Considérant qu’il résulte de ce qui précède que les litiges relatifs aux sanctions individuelles prononcées en application de l’article 42 de la convention médicale de Nouvelle-Calédonie ressortissent à la compétence de la juridiction administrative ; qu’en l’espèce, la demande dont a été saisi le juge des référés du tribunal administratif de Nouvelle-Calédonie tendait à la suspension de l’acte en date du 5 mai 2003 par lequel le directeur de la caisse de compensation des prestations familiales, des accidents du travail et de prévoyance des travailleurs de Nouvelle-Calédonie (C.A.F.A.T.) a notifié au docteur M. un préavis d’un mois au terme duquel reprendront leur plein et entier effet les décisions de suspension de son conventionnement pour un an, puis de sa mise hors convention prises en application de l’article 42 de la convention médicale ; que, dès lors, M. M. est fondé à demander l’annulation de l’ordonnance attaquée, par laquelle le juge des référés du tribunal administratif de Nouvelle-Calédonie a rejeté sa demande comme portée devant une juridiction incompétente pour en connaître ;

Considérant qu’il n’y a pas lieu, dans les circonstances de l’espèce, de condamner la C.A.F.A.T. à payer à M. M. la somme qu’il demande au titre de l’article L. 761-1 du code de justice administrative ;

D E C I D E :

Article 1er : L’ordonnance du 4 juin 2003 du juge des référés du tribunal administratif de Nouvelle-Calédonie est annulée.

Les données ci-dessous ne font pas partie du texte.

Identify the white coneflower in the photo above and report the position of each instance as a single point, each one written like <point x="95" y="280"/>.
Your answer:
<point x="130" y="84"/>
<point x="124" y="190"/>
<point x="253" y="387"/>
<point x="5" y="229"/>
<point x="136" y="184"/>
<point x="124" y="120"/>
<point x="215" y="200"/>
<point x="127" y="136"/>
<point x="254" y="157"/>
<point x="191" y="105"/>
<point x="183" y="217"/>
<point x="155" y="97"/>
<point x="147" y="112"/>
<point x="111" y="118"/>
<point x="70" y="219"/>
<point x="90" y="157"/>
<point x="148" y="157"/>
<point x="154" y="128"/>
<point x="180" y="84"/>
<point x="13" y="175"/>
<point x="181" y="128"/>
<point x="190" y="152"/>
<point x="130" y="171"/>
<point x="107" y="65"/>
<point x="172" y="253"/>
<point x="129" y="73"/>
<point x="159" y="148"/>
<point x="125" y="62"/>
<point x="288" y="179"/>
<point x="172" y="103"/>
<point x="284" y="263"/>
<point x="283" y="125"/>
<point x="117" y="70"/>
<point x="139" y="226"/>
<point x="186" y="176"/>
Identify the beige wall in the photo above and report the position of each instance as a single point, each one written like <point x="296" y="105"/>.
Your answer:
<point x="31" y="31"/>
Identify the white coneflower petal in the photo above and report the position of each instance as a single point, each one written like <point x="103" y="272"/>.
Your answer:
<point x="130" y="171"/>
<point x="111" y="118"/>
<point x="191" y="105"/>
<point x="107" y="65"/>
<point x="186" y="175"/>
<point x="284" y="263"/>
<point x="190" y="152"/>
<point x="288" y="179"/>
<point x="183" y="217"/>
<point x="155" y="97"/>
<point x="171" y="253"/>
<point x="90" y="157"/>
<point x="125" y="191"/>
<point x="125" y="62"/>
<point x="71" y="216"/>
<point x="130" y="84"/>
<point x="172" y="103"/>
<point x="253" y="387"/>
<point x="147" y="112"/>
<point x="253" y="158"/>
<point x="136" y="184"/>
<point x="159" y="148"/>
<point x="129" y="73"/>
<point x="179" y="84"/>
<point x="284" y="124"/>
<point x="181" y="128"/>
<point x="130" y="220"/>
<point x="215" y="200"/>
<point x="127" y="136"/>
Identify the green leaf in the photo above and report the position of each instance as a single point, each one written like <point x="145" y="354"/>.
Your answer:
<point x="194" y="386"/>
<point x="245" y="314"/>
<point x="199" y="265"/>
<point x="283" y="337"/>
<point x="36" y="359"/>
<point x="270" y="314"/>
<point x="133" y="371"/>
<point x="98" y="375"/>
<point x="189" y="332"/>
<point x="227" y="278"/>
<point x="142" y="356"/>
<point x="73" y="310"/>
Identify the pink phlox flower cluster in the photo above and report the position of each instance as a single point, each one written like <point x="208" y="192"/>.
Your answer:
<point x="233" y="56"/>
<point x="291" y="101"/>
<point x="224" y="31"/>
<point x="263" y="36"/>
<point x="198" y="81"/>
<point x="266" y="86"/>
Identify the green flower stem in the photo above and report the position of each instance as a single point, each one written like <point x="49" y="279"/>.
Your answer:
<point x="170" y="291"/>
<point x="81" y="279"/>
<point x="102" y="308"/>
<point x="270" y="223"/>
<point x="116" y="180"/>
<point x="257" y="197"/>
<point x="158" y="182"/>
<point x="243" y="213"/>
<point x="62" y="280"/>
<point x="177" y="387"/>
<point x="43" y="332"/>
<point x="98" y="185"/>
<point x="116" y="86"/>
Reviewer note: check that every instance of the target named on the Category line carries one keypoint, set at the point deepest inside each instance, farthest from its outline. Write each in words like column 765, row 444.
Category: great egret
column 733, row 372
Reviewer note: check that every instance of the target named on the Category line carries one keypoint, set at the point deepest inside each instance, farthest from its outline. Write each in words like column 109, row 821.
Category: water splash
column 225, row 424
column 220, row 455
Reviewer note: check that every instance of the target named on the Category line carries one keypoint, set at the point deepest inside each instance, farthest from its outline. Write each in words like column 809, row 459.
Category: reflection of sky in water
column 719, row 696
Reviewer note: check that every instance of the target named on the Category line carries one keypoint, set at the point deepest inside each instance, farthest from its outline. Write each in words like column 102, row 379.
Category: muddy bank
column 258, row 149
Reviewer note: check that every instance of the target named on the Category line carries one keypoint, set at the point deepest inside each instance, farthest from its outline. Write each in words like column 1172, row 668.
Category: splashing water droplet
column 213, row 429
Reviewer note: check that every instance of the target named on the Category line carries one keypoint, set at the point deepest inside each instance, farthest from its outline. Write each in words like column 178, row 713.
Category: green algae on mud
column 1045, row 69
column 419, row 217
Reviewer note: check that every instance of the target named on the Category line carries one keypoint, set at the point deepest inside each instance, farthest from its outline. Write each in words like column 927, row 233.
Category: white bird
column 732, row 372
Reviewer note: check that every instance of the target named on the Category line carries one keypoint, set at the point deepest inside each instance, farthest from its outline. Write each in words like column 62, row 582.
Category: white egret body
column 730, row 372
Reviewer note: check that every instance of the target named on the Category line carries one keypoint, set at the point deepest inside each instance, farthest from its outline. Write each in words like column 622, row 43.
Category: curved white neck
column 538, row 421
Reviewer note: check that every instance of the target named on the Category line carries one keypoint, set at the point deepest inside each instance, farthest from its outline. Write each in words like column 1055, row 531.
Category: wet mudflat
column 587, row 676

Article 2 : L’affaire est renvoyée devant le juge des référés du tribunal administratif de Nouvelle-Calédonie.

Article 3 : Les conclusions présentées par M. M. au titre de l’article L. 761-1 du code de justice administrative sont rejetées.

Article 4 : La présente décision sera notifiée à M. André M., à la caisse de compensation des prestations familiales, des accidents du travail et de prévoyance des travailleurs de Nouvelle-Calédonie (C.A.F.A.T.) et au ministre de l’outre-mer.